Manusmriti
Manusmṛti
- Period
- c. 200 BCE–200 CE
- Author
- Manu (attributed)
- Verses
- 2,685 shlokas in 12 adhyayas
One of the most influential and debated texts in Hindu tradition — an ancient code of dharmic law addressing social structure, ethics, and ritual conduct.
Overview
The Manusmriti — the Laws of Manu — is the most influential and most contested text in the Hindu legal and ethical tradition. Attributed to Manu, the progenitor of humanity in Vedic cosmology, and composed between approximately 200 BCE and 200 CE, it is the earliest and most comprehensive of the Dharmashastra texts: works that systematically codify dharma as social law, ethical obligation, and religious duty. Its 2,685 verses, organized into twelve adhyayas (chapters), address an extraordinarily broad range of topics: cosmology and the origins of the social order, the duties of each varna (social class) and each ashrama (life stage), the laws of property, inheritance, contracts, and marriage, the duties of kings, the principles of judicial procedure, the rules of purity and impurity, and the nature of karma and rebirth.

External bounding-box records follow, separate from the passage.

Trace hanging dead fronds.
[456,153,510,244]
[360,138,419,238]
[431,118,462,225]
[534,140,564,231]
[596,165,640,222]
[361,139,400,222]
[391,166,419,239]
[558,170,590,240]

The Manusmriti is not a simple text to approach honestly. It is simultaneously a document of ancient legal sophistication — containing some of the most carefully reasoned early discussions of judicial evidence, contractual obligation, and the limits of royal power in any tradition — and a text whose prescriptions regarding women, caste hierarchy, and the treatment of those outside the varna system are deeply problematic by any contemporary ethical standard. The tradition itself was never unanimous in its reception: Shankaracharya's Advaita tradition placed less emphasis on Smriti texts than on the Upanishads; the Bhakti saints often explicitly challenged caste hierarchy; B. R. Ambedkar, the architect of the Indian Constitution, publicly burned a copy of the Manusmriti in 1927 as an act of protest against untouchability and caste discrimination.
To engage with the Manusmriti requires holding both its historical significance and its ethical difficulties in view simultaneously. It shaped the legal framework of much of South and Southeast Asia for over a millennium; it preserved sophisticated principles of dharmic governance and judicial procedure; it contains genuine philosophical insights about the nature of duty and the relationship between cosmic order and social organization. It also contains prescriptions about women and caste that are ethically indefensible and whose historical operation caused immense suffering. A reader who ignores either dimension — the intellectual achievement or the ethical failure — does not have the full picture.
Significance
The Manusmriti's historical significance is immense and its influence on the actual legal and social organization of Indian society for roughly two millennia is difficult to overstate. It became the primary reference text for traditional Hindu legal proceedings and was adopted as the basis for 'Hindu personal law' by the British colonial administration in India — a process that paradoxically froze certain Manusmriti provisions as law precisely in the colonial period, removing the flexibility and contextual interpretation that had previously modulated their application.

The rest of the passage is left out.